Konrad Wolf était fils de parents communistes juifs dans l'Allemagne de la fin des années 20 / début des années 30, et fuit son pays avec l'avènement des nazis en 1933, alors âgé de 8 ans. Il y reviendra une dizaine d'années plus tard, en avril 1945, dans les rangs de l'Armée russe. Ce qui frappe dans l'œuvre très personnelle que constitue J'avais dix-neuf ans, c'est la dissonance forte qui tourmente constamment le protagoniste, égaré quelque part entre ses deux nationalités. Le pays en passe d'être vaincu, c'est sa terre natale, et les Allemands qu'il croise, ce sont ses compatriotes — envoyé dans la région où il a grandi, il rencontrera des gens qu'il a connus. Il erre dans une régionaux contours flous, avec d'un côté les vainqueurs et de l'autre les vaincus, son identité perdue dans une incertitude germano-soviétique. Son personnage d'interprète devient progressivement l'allégorie d'un questionnement global, lui qui cherche sans cesse à comprendre et retranscrire ce que disent les uns et les autres.

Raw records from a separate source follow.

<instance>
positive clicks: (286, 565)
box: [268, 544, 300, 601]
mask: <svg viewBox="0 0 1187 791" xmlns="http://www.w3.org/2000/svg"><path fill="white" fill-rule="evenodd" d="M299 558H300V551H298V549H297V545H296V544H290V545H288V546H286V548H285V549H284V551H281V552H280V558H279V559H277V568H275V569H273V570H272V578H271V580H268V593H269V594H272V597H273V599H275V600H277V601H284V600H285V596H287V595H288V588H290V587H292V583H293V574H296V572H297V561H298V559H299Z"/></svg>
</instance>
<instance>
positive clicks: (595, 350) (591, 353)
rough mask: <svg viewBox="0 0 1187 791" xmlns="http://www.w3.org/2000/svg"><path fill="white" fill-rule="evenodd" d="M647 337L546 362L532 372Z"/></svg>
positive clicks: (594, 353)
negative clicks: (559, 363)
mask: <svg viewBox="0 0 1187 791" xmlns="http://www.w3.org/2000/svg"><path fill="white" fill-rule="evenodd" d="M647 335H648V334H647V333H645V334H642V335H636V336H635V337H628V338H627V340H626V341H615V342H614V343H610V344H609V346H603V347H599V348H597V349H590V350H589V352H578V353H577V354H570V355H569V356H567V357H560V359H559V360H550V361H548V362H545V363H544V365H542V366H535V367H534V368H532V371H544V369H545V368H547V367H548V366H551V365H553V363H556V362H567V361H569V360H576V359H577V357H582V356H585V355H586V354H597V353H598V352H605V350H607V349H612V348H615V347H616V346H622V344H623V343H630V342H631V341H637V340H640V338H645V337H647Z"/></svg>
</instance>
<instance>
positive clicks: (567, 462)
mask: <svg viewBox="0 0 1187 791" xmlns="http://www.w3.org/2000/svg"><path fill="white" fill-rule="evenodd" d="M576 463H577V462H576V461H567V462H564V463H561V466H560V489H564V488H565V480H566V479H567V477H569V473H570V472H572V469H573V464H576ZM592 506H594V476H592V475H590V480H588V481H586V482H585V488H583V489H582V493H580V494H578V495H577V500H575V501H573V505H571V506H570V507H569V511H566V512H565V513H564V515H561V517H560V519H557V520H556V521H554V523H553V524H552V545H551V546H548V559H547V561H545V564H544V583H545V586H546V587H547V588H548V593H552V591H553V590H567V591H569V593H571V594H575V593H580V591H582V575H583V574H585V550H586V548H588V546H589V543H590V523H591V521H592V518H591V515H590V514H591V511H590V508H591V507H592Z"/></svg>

On est vraiment dans le registre du témoignage, forcément biaisé et partiel, plus que dans celui du pamphlet dénonciateur ou de la dissertation à caractère objectif. Tableau très singulier d'un pays en débâcle, finalement assez peu intéressé par les Russes libérateurs — très peu de passages consacrés aux exactions aujourd'hui documentées, le film est essentiellement consacré à la diplomatie bienveillante (illustrée notamment par les événements de la forteresse de Spandau remplie d'officiers et de civils allemands). De manière très nuancée, Konrad Wolf choisit un arrière-plan chaotique, parfois absurde, pour esquisser le portrait d'un étranger des deux côtés.